To her, the story is about how silly it was to be afraid of something that wasn’t even alive. But that my was a lightbulb moment for me about exposure therapy. I think the key was, she was safe. She had absolute confidence that she didn’t have to deal with it, then or ever. My dad would deal with it, and that was okay. It was only because she was safe from exposure that she could actually choose it for herself, and then – only then – could exposure therapy do its magic and reconfigure her reactions.
I started getting better with my ARFID when I got my own place. Living alone, unattached, and frankly pretty damn antisocial and introverted I got myself into a place where it didn’t feel it mattered what I ate. I did want to be able to eat more things, but it was okay if I never did. After a while, I thought about which non-signed-off foods I was least disgusted by, and which were the most useful to be able to eat. The first few foods took a few months each to come to terms with. I’d buy something in, sometimes throw it out immediately, sometimes cook it and throw it out, sometimes nibble a bit, but I’d get it ‘signed off’ eventually.

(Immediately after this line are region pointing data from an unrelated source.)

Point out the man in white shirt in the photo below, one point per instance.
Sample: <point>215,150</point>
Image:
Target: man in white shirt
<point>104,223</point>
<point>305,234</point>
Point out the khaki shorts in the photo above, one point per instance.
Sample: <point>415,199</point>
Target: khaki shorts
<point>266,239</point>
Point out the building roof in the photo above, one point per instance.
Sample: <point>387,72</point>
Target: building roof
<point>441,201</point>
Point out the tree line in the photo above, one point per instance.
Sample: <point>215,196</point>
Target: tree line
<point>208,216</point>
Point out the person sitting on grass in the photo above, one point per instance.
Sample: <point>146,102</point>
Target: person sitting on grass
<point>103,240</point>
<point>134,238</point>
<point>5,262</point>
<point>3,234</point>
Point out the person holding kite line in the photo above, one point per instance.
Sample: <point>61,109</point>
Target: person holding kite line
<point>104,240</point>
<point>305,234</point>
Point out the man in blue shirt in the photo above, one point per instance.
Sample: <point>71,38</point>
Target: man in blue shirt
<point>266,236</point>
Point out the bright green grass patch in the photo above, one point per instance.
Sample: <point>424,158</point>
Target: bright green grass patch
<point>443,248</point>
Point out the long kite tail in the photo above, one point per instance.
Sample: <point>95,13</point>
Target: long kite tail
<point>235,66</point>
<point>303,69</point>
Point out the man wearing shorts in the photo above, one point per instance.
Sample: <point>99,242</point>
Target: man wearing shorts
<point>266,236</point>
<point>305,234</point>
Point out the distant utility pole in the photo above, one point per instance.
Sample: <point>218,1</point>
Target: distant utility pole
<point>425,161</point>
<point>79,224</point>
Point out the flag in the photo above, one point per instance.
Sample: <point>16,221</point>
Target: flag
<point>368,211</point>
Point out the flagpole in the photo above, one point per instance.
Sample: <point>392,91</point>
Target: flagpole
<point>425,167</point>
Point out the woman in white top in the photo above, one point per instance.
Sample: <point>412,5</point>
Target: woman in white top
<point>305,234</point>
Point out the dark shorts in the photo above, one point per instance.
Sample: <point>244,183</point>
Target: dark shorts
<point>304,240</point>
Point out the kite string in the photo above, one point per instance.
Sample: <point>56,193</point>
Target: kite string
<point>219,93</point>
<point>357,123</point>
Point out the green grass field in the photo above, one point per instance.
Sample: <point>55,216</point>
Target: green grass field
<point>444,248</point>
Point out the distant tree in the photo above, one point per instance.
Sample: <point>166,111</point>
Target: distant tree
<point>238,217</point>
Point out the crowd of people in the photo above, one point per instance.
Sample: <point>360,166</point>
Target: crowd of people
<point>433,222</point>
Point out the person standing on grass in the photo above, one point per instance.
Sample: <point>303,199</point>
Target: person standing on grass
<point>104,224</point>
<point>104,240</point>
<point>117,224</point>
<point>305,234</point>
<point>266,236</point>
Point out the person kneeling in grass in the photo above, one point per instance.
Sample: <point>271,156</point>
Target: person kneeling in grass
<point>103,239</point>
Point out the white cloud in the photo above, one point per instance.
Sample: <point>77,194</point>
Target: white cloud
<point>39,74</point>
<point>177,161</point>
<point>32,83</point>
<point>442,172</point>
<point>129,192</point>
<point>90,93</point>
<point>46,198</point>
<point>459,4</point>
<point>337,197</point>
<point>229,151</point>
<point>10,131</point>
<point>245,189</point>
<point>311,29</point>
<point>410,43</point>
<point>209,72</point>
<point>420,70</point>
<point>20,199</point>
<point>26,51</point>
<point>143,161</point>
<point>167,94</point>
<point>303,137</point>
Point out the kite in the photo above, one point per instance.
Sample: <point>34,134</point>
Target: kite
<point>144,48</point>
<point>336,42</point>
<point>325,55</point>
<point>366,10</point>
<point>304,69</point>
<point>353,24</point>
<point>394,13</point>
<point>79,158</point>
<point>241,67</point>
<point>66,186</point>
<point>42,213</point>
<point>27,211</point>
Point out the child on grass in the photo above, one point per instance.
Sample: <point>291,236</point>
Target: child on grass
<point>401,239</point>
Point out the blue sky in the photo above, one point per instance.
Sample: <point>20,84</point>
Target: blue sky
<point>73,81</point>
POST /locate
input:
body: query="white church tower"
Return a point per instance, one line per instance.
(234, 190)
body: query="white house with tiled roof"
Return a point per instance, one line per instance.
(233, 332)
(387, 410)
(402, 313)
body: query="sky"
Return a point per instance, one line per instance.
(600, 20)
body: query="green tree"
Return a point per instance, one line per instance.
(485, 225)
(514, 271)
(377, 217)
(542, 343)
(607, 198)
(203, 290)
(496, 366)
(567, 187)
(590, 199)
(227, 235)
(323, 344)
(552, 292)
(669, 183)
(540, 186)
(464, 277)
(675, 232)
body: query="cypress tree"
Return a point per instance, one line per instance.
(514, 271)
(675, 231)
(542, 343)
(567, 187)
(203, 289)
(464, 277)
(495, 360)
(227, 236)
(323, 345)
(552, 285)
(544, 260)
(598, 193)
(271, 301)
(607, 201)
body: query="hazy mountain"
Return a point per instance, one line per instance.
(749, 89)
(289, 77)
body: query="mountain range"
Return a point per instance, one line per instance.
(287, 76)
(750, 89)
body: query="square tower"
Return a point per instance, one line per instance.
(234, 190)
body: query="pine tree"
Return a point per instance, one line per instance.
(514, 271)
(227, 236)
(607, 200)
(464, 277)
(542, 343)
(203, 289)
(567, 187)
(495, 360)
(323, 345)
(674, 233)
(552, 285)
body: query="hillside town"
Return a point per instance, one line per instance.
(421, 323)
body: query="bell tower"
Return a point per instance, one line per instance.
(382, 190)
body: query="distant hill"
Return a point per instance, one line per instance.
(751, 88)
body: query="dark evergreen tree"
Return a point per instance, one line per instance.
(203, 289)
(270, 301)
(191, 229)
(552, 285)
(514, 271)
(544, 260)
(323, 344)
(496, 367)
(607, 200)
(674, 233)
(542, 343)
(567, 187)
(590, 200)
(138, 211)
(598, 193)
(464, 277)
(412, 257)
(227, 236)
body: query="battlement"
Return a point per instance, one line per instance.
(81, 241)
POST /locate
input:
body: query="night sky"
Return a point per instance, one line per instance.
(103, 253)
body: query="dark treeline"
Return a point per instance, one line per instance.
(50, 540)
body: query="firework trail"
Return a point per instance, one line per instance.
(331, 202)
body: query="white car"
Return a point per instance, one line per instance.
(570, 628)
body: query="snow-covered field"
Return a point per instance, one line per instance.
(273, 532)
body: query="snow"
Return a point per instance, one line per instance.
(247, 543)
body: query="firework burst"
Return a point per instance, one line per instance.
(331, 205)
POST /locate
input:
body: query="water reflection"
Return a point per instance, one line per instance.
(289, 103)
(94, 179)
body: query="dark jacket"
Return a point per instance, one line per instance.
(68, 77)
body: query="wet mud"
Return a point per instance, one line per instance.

I think parsnips and bananas were first – they just felt easiest to me. But it’s been a few foods a year for 10 years now. Last year was one of my best – I got okay with lentils, chickpeas, butter beans, blueberries, almonds and cashews. It was finally enough to let me go semi-vegetarian, which I’ve always wanted to do. Huel and Quorn helped massively with that too.
Right now I’m working on tomatoes (in solid forms) and kidney beans, and maybe mushrooms, but I don’t expect to be okay with them for a while yet. It’s still okay if I don’t get there, quickly or ever, and that’s exactly why I probably will. Not with everything, mind: some things I’m really happy with just never being okay with. (I’m talking about you, peas.)
Applying this to your situation… first, I want to congratulate you: you’re loved and you’re starting a family, and ARFID didn’t stop you getting there. Your kid will turn out fine – they probably won’t be an ARFID sufferer, and even if they are they’ll turn out at least as well as you, and probably get better support!
It’s not easy to feel ‘safe’ with our condition, because pressures to eat normally are pretty ubiquitous. But have a think about if there are changes that could make it easier for now. Seems like improving your nutritional intake will help you feel less anxious, so I… err, am going to write another post about that. Ideally, any exposure to unwelcome foods has to be your own choice, in your own time, and prepared yourself.
Then figure out the least disgusting and highest value foods to sign off, and keep one or two in mind for a few months. Hopefully you’ll start getting good days here and there when you feel you want to try a bit of exposure, and often you’ll find you can quickly become okay with that food. Then it’s the next, and the next. It does get easier: foods group up, so once I was okay with parsnips other root veg followed at a decent pace, and the same seems to be happening with legumes and nuts.
It’ll take time, but that’s okay because it’s okay if you stay exactly how you are. Either way you’re gonna’ be able to get decent nutrition (err, see later post), and be a great husband and dad.